- Ofafa Location in Kenya
- Coordinates: 1°17′38″S 36°51′39″E﻿ / ﻿1.29389°S 36.86083°E
- Country: Kenya
- Region: Nairobi region
- County: Nairobi County

= Ofafa =

Ofafa is a southeastern neighborhood of Nairobi, Kenya in a low income, high-density area generally known as the Eastlands. Politically it belongs to Makadara Constituency. In the mid-1950s the Quakers erected a building in Ofafa to act as a hub for individual craftspeople making and selling furniture. It is also known for its Jericho school.

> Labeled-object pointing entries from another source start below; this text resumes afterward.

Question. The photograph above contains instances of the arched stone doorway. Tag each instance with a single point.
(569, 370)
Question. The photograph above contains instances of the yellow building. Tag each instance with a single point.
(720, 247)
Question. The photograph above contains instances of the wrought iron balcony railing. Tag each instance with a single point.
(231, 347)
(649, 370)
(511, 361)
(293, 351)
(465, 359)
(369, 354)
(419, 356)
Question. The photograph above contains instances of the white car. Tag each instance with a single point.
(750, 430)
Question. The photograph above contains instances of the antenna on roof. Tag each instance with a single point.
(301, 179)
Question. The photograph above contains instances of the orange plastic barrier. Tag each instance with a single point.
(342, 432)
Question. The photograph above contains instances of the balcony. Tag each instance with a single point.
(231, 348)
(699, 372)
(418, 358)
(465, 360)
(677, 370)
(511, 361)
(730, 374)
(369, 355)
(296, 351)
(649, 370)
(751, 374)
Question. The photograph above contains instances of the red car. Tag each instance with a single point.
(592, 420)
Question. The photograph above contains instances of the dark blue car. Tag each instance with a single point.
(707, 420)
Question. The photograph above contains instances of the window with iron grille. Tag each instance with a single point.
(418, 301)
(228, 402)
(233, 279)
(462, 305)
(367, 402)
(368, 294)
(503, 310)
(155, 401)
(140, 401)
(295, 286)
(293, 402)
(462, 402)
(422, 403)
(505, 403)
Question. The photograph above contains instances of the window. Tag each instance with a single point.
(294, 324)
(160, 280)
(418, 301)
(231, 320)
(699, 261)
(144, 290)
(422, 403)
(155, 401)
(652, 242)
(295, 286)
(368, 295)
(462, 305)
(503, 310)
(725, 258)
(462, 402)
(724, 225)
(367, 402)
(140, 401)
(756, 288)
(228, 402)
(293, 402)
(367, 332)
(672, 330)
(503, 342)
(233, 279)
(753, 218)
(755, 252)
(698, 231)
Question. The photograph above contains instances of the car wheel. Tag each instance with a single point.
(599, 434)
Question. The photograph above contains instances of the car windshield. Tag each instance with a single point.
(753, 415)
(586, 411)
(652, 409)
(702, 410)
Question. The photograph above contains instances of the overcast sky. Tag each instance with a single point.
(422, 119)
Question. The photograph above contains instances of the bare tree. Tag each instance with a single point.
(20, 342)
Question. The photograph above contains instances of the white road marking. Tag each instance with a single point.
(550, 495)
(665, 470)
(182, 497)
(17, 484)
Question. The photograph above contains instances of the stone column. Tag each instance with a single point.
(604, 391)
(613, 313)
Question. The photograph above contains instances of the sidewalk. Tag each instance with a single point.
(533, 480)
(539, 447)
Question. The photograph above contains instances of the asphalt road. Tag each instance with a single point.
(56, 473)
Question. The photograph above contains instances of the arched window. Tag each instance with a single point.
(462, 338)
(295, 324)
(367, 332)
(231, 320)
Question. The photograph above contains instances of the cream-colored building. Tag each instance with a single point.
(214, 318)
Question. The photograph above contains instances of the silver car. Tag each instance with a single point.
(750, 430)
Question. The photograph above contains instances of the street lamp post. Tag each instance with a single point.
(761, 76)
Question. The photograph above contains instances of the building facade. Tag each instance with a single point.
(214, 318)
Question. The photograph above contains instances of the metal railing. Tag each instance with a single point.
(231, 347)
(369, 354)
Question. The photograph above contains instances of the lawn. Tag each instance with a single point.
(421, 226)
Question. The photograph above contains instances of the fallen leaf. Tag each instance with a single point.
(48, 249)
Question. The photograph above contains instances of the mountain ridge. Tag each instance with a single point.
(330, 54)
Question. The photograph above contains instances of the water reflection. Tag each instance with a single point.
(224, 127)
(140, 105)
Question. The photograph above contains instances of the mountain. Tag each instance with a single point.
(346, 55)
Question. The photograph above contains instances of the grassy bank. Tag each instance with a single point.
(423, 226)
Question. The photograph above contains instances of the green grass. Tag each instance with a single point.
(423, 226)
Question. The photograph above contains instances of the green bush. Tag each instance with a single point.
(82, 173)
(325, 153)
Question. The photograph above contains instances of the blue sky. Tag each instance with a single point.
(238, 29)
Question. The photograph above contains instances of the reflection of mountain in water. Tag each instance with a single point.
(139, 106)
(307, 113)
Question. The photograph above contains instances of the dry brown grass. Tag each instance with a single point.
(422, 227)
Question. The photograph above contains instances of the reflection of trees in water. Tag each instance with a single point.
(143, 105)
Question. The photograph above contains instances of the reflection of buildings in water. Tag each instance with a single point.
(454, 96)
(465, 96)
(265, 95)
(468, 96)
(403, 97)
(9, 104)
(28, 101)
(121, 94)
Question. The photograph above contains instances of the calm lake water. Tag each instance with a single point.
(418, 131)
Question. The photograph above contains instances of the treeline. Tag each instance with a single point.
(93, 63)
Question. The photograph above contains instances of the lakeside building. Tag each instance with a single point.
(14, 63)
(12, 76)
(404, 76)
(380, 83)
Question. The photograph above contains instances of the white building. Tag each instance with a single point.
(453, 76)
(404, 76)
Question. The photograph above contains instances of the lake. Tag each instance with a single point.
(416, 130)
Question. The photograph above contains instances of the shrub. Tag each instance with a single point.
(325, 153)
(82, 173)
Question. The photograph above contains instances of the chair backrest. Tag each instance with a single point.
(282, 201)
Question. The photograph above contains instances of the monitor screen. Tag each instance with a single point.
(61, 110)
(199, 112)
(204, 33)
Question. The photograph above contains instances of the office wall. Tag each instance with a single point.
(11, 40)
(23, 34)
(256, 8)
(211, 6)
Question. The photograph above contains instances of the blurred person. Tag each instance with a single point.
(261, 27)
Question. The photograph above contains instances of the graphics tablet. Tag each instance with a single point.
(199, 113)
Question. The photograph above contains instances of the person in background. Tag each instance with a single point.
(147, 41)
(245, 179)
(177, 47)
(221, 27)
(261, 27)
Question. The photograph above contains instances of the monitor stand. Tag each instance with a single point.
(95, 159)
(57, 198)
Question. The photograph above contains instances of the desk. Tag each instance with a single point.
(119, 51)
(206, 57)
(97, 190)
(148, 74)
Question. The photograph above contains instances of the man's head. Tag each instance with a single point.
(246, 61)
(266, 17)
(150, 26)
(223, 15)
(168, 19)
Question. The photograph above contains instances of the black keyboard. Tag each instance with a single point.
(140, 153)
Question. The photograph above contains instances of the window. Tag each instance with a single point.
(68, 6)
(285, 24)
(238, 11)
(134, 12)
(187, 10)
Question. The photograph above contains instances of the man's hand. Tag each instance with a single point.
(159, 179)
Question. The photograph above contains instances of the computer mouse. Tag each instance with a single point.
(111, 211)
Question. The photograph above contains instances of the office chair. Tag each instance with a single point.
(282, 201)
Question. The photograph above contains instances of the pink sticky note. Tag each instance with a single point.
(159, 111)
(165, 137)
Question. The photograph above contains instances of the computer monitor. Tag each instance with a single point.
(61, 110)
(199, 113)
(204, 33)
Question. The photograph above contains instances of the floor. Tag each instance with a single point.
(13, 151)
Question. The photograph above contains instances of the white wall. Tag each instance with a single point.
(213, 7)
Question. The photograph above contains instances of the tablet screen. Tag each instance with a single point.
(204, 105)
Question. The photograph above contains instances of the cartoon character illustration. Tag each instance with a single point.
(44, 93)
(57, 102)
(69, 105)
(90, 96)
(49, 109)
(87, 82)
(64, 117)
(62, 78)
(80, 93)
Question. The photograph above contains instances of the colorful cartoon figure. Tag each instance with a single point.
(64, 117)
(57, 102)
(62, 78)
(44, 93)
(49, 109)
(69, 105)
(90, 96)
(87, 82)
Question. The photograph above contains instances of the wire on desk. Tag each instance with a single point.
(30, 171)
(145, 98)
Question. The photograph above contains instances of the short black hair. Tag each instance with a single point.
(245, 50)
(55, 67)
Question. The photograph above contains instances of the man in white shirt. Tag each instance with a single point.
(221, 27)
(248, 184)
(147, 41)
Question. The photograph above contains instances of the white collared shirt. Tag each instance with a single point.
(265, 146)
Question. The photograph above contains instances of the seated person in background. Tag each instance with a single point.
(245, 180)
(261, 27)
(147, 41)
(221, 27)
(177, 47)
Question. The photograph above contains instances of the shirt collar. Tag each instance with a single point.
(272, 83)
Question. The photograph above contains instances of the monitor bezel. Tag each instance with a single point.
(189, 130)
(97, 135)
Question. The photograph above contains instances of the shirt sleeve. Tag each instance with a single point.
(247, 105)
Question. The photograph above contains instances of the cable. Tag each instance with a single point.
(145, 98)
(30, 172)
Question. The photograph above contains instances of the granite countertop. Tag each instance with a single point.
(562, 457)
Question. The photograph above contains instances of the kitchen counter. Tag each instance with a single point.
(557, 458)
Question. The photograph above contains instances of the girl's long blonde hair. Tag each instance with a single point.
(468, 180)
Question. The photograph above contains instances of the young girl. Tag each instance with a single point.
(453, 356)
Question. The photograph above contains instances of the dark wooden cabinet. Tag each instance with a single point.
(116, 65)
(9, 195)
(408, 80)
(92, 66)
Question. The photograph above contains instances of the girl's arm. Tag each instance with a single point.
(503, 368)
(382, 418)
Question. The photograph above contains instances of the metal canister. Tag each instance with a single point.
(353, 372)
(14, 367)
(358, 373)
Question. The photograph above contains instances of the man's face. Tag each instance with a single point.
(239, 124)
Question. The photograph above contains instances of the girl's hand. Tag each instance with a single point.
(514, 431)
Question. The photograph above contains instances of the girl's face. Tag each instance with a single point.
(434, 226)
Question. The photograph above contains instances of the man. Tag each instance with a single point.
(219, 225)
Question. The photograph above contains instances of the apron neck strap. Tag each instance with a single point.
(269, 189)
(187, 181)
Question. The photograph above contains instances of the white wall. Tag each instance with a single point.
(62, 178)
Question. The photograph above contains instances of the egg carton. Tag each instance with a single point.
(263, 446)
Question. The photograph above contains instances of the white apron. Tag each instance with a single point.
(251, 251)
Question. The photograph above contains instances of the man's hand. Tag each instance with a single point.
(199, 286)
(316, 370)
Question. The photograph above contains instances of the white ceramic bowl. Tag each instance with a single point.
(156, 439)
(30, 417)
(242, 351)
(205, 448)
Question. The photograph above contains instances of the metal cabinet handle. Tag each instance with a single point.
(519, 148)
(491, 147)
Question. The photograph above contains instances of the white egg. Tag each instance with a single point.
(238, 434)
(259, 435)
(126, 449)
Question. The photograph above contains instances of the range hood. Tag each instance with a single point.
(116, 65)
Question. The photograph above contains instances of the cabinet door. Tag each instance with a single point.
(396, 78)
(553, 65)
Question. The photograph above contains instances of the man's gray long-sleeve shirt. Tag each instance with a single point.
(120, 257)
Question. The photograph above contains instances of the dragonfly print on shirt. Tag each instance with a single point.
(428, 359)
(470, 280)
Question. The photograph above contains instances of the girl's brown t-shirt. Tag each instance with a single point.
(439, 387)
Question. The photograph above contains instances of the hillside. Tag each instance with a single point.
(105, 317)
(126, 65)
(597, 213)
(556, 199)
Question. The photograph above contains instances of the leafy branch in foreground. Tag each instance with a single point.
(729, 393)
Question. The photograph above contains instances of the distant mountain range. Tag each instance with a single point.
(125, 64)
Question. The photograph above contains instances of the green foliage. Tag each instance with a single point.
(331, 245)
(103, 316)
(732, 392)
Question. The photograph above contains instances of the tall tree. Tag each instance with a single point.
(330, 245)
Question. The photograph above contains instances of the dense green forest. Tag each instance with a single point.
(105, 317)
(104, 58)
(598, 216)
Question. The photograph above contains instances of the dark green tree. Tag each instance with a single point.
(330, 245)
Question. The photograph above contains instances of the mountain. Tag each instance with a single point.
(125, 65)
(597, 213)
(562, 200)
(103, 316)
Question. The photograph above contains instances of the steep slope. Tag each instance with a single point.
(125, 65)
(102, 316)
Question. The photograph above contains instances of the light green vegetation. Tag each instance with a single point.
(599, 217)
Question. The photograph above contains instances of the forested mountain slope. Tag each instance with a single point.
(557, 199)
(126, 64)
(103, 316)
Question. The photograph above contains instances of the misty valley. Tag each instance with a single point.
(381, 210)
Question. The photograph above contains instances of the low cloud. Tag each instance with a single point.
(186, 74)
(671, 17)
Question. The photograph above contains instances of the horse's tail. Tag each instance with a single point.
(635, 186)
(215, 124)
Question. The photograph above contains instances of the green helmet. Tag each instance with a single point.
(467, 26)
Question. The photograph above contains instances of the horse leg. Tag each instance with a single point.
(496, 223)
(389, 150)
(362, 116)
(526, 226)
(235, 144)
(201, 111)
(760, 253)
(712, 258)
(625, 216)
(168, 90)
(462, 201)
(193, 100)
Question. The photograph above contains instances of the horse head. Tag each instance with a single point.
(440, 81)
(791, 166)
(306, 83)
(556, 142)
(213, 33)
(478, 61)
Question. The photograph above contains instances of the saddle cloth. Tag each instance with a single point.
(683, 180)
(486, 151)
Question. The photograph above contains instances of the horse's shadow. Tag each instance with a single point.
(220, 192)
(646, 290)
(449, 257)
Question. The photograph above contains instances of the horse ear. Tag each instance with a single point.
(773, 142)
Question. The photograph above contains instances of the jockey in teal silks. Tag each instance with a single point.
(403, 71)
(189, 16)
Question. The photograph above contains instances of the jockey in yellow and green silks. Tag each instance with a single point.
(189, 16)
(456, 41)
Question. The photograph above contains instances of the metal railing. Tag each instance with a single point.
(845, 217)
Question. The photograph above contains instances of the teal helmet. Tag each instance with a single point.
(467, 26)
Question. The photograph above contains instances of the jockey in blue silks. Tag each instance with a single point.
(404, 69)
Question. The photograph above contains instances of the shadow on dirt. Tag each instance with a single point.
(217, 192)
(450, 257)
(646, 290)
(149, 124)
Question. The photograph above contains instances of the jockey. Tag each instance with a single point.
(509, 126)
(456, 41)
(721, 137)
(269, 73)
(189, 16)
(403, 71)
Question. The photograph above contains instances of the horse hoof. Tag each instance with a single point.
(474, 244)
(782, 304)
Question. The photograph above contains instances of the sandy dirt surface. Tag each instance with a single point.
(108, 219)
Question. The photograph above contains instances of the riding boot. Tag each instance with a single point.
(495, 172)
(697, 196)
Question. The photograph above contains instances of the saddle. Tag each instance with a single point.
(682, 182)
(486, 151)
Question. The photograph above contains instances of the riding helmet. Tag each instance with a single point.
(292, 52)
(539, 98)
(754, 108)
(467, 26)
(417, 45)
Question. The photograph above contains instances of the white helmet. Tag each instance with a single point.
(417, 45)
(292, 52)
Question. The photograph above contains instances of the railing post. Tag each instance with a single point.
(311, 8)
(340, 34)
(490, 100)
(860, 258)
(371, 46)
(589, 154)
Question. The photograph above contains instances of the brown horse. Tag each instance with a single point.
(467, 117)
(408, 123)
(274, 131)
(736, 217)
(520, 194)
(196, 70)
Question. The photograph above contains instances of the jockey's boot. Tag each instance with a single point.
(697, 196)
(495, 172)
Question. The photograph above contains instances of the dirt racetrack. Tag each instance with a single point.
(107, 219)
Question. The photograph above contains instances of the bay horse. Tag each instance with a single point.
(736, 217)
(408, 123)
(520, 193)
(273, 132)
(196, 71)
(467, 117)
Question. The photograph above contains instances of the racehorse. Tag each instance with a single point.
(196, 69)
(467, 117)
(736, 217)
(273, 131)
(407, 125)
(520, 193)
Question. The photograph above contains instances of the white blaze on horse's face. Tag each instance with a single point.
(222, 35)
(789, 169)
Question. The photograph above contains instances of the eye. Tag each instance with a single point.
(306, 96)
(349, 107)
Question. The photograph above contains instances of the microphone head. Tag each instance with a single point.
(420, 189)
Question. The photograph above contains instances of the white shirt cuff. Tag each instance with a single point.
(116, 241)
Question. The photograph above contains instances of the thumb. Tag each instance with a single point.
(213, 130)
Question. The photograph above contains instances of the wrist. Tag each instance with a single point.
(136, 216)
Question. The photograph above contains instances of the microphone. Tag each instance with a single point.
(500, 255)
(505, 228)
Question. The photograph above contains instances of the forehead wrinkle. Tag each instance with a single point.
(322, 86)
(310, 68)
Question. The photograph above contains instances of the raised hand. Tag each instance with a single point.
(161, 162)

Early housing estates there were part of Erica Mann's planning work in the 1940s and 1950s. The Ofafa Jerusalem scheme created two-storey blocks of maisonettes that were connected to the electrical supply, had an internal water supply and sanitation, and were surrounded by ample open space. The 1950s Ofafa Jericho estate was built in a similar style but now houses about 50,000 people: five times more than it was intended for. People are living in poor quality iron sheet extensions and water and waste management are inadequate.

Ofafa was named after Ambrose Ofafa, a prominent politician who received a Colonial Service award on the 1953 Coronation Honours list, and was murdered in November of the same year.